Under the Hood: Finite-State Machines for Token Masking
Understanding how grammar-constrained decoding achieves its guarantees requires a brief excursion into formal language theory. The key insight, formalized by Willard and Louf (2023), is that regular expressions and JSON schemas can be compiled into finite-state machines (FSMs), where each state represents a position in the grammar and each transition corresponds to a set of valid tokens. At each decoding step, the system looks up the current FSM state, retrieves the set of allowed token IDs, and masks everything else to negative infinity.
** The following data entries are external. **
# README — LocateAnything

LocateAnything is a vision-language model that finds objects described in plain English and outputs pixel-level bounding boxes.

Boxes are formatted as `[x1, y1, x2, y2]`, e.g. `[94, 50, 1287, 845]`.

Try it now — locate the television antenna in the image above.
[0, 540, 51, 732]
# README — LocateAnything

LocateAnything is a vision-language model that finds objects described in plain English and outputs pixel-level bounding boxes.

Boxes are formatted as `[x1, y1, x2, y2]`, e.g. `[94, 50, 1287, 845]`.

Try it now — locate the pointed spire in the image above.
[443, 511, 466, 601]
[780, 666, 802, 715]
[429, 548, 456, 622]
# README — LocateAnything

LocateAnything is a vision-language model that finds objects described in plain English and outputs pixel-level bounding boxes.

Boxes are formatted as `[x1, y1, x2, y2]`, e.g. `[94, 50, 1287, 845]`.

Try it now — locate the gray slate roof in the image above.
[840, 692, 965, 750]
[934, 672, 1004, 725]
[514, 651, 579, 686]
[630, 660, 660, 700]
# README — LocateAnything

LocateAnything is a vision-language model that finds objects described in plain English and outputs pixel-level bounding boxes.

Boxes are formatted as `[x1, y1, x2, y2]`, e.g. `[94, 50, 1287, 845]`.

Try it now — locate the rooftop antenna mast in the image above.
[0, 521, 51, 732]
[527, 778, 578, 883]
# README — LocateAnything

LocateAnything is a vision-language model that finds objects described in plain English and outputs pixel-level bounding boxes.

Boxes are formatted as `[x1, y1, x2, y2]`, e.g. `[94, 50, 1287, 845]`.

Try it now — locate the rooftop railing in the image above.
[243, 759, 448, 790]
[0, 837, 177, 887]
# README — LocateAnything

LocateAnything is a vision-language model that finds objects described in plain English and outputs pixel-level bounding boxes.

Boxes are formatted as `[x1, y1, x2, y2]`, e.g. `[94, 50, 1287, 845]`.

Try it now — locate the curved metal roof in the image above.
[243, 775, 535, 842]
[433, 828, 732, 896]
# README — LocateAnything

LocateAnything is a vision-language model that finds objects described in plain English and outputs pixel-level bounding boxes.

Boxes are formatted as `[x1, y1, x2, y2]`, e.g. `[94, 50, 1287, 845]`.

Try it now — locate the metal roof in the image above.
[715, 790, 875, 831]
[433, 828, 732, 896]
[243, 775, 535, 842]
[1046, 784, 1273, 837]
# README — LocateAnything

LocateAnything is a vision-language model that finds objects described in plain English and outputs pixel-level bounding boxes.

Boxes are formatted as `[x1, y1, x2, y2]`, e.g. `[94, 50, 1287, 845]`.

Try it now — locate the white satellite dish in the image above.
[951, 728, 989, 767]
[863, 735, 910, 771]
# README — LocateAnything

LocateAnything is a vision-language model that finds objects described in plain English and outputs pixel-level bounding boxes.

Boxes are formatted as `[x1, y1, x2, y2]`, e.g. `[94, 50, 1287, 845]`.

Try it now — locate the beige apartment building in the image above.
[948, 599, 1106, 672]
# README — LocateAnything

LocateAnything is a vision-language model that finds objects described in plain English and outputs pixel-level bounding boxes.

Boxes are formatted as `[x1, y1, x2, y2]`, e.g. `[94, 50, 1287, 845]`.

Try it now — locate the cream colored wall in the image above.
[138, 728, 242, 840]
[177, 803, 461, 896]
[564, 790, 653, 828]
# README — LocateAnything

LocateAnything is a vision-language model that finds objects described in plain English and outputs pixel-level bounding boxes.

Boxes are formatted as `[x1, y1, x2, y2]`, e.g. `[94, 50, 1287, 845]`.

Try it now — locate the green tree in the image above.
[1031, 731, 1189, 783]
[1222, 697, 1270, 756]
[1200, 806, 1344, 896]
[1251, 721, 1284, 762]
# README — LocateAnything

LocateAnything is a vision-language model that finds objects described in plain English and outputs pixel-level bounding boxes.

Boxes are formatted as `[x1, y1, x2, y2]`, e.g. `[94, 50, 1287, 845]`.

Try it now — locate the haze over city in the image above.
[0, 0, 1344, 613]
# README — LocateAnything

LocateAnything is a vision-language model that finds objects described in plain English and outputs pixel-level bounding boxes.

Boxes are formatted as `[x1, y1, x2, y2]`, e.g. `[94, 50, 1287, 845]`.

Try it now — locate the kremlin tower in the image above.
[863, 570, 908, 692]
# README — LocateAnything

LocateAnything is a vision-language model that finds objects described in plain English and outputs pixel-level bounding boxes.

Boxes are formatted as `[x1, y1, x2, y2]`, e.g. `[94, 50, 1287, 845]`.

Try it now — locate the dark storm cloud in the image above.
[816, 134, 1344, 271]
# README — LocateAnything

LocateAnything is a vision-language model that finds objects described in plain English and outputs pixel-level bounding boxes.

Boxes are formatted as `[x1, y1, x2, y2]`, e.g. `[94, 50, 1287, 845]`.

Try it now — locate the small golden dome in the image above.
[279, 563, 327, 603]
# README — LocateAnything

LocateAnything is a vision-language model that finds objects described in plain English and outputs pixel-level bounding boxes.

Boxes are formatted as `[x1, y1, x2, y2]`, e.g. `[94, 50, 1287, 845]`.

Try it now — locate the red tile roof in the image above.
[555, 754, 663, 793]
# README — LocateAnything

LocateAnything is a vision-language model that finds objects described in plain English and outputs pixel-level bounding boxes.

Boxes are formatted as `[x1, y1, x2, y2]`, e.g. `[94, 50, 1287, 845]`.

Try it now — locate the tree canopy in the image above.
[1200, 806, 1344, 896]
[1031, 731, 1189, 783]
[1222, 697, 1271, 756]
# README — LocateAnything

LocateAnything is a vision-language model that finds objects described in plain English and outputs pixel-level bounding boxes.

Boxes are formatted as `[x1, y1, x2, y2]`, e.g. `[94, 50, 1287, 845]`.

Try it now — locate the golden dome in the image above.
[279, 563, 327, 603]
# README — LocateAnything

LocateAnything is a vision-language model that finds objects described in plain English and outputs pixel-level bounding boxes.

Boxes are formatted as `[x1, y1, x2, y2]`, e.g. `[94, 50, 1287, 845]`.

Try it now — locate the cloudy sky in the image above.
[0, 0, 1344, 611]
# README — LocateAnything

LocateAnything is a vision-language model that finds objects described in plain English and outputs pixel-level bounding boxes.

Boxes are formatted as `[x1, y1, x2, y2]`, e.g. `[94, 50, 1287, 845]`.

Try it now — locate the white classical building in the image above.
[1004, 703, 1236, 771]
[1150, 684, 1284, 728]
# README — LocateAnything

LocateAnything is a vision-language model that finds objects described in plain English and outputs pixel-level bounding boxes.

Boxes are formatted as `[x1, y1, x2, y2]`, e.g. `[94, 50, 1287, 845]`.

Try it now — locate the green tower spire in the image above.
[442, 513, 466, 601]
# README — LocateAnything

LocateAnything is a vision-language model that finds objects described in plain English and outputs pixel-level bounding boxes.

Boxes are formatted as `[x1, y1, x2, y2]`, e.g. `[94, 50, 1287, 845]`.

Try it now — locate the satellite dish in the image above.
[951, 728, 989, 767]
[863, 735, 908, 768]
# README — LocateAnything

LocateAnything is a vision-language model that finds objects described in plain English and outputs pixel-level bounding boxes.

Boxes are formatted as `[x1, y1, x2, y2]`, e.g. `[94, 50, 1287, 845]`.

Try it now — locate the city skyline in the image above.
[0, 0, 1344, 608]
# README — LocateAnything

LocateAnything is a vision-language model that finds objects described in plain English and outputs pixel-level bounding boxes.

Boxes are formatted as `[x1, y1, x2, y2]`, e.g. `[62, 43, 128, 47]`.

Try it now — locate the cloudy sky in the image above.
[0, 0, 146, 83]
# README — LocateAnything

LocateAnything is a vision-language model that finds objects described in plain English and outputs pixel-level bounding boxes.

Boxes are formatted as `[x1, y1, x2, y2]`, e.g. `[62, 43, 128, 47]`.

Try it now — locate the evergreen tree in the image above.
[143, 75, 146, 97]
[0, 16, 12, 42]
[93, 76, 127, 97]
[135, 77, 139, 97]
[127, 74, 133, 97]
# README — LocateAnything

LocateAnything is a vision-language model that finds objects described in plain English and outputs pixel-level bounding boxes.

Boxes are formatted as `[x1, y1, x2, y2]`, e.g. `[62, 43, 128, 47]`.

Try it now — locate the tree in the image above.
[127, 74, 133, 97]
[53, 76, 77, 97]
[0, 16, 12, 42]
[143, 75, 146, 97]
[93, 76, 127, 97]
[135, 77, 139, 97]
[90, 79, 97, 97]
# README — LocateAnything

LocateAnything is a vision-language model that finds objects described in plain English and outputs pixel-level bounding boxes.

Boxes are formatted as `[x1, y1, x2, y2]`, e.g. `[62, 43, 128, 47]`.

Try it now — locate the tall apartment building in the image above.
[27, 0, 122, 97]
For JSON schemas specifically, the compilation works as follows. The schema is first converted into a regular expression that matches all valid JSON strings conforming to the schema. That regex is then compiled into a deterministic finite automaton (DFA). Finally, the DFA transitions are mapped to vocabulary token IDs by checking which tokens can extend a partial match from each state. This mapping is precomputed once per schema, so the per-token overhead at generation time is just a lookup and a mask application.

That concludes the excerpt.